Some general rules for time out

  1. Time out is set at five minutes for children aged five and under, ten minutes for those from the ages of six to ten, and fifteen minutes for those between eleven and fourteen years old.
  2. Inform your child that you will give a cue before the execution of time out. For example: “John, it is time out!”, or “Jane, go to time out room!”
  3. Expect your child to go to the time out room within one minute of you giving the cue for time out.
  4. Your child is not supposed to communicate with anyone during time out. Your child may do nothing or read and play quietly in the time out room.
  5. When your child complies with time out, you may compliment your child by saying “I am very happy that you have behaved properly when you obey time out quietly without any fuss.”
  6. If your child does not comply with time out by delaying or coming out too soon from the time out room, add that extra time to the total time out duration. If the total time out duration has tripled because of your child’s noncompliant behaviour, consider time out a failure for that occasion. Do not persist any longer. Instead, use another form of discipline.
  7. If your child does not comply with time out at all, do not fight with your child or use physical force on your child. Use another form of discipline such as withdrawal of privileges or grounding. For example, the child has to forego the party that the child is looking forward to attend or to forfeit watching a favourite television program.
  8. If your child causes any property damage during time out, your child has to pay for the cost of repair from your child’s own saving or pocket money. If you decide to repair the damage yourself, then your child has to help you. If your child is unable to pay for the damage, then your child has to do chores around the house, the monetary value of which is equivalent to the damage.

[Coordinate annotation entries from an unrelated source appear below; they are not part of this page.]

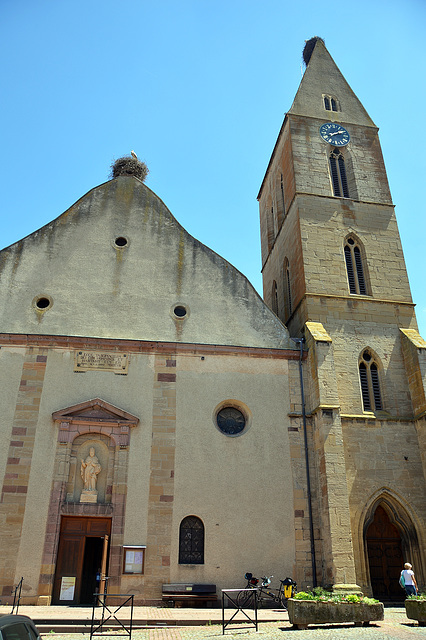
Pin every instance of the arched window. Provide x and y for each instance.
(338, 174)
(191, 541)
(354, 267)
(288, 305)
(275, 298)
(370, 383)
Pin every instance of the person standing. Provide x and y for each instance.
(411, 587)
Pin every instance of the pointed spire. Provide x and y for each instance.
(323, 78)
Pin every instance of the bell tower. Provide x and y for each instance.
(334, 273)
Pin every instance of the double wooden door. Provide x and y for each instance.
(82, 560)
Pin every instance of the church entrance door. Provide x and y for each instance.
(385, 557)
(82, 560)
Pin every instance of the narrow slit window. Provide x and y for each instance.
(330, 103)
(370, 383)
(355, 268)
(338, 174)
(288, 304)
(275, 297)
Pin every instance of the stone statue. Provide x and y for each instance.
(90, 469)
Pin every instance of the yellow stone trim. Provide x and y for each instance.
(357, 297)
(414, 337)
(317, 331)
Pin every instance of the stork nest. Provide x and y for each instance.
(129, 166)
(309, 47)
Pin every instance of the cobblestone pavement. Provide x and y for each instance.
(396, 626)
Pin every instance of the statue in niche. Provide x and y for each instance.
(90, 469)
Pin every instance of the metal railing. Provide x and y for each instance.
(239, 600)
(109, 613)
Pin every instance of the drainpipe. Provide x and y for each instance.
(300, 342)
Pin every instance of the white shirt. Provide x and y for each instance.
(407, 573)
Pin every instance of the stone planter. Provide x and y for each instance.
(304, 612)
(416, 610)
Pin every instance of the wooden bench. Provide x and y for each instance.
(179, 594)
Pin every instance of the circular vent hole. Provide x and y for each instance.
(43, 303)
(179, 311)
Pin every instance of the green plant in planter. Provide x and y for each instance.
(318, 594)
(321, 607)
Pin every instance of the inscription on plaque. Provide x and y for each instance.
(101, 361)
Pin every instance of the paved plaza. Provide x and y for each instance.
(162, 623)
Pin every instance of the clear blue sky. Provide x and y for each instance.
(199, 90)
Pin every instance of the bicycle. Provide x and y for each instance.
(285, 591)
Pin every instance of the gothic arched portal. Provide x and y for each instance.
(385, 558)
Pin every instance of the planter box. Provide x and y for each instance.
(304, 612)
(416, 610)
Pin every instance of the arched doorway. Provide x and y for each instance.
(384, 549)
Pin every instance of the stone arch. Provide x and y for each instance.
(403, 519)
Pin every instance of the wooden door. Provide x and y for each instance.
(67, 587)
(385, 557)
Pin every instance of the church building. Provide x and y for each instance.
(161, 423)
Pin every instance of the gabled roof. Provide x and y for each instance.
(117, 265)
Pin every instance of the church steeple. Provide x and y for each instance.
(320, 194)
(334, 272)
(323, 79)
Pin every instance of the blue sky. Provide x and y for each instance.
(199, 90)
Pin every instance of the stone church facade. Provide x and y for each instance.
(163, 424)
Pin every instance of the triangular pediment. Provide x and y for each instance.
(96, 410)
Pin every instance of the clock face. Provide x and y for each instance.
(334, 134)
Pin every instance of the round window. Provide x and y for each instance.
(231, 421)
(42, 303)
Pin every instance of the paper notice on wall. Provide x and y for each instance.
(67, 588)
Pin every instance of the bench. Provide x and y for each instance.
(179, 594)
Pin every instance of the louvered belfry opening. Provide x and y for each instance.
(191, 541)
(338, 174)
(370, 384)
(355, 268)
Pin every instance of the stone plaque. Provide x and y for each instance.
(101, 361)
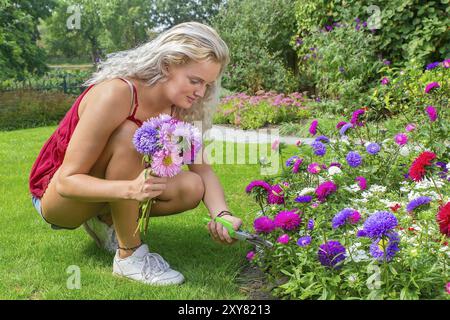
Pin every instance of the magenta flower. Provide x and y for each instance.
(362, 182)
(275, 195)
(258, 183)
(314, 168)
(355, 117)
(325, 189)
(410, 127)
(263, 225)
(287, 220)
(446, 63)
(166, 163)
(431, 86)
(250, 255)
(313, 127)
(296, 166)
(284, 239)
(432, 113)
(401, 139)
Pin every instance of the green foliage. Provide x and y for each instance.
(258, 34)
(27, 108)
(19, 52)
(404, 29)
(168, 13)
(405, 91)
(340, 63)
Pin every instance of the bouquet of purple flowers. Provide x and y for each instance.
(166, 144)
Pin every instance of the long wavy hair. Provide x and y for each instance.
(181, 44)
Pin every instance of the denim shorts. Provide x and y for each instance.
(37, 205)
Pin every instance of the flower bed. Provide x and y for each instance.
(361, 215)
(252, 112)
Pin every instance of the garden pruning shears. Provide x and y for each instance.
(240, 234)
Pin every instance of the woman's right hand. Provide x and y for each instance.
(144, 189)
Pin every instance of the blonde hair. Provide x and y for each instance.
(185, 42)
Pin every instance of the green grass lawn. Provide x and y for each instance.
(34, 258)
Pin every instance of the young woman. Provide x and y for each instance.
(89, 173)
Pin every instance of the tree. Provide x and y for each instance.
(19, 52)
(168, 13)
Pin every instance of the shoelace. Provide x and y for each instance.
(154, 261)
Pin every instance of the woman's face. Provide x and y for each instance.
(187, 83)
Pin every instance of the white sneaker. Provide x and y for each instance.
(144, 266)
(103, 235)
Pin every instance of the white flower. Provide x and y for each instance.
(334, 170)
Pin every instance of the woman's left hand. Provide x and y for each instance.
(219, 233)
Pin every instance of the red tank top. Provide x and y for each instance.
(52, 153)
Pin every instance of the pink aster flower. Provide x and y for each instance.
(325, 189)
(263, 225)
(284, 239)
(431, 86)
(401, 139)
(313, 127)
(410, 127)
(314, 168)
(296, 166)
(362, 182)
(166, 163)
(432, 113)
(250, 255)
(275, 195)
(355, 217)
(287, 220)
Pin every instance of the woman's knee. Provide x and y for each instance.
(192, 188)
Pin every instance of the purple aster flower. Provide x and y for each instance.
(432, 65)
(384, 81)
(353, 159)
(319, 148)
(250, 255)
(146, 139)
(287, 220)
(314, 168)
(313, 127)
(410, 127)
(275, 195)
(344, 128)
(310, 225)
(401, 139)
(432, 113)
(303, 199)
(373, 148)
(331, 254)
(446, 63)
(258, 183)
(322, 138)
(340, 124)
(341, 218)
(297, 164)
(417, 202)
(384, 249)
(431, 86)
(263, 225)
(379, 224)
(355, 118)
(325, 189)
(304, 241)
(283, 239)
(362, 182)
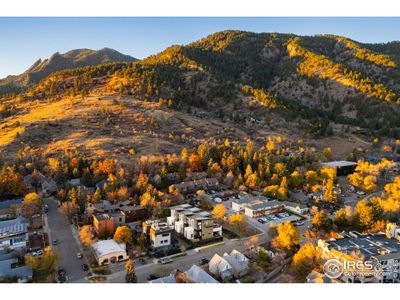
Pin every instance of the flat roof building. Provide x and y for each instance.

Target behaviours for which time out can be used

  1. Temper tantrum
  2. Fights between children
  3. Oppositional behaviour
  4. Swearing
  5. Argumentative behaviour and back chatting
  6. Anger
  7. Teasing
  8. Bullying behaviour

Explaining time out to your child

You need to sit down with your child and explain time out to your child before you use the discipline. Your explanation should cover the followings:

  1. Why do you use time out?
  2. What is the significance of going to time out?
  3. What your child can do during time out?
  4. What happens if your child obeys or disobeys time out?
  5. What happens if your child destroys any property during time out?

A final word

Incorporate time out as a form of child management early in the disciplinary life of your child so that your child is accustomed to the idea. It is simple but effective. It is better than nagging and arguing with your child. Through time out, your child can also learn to cultivate self control!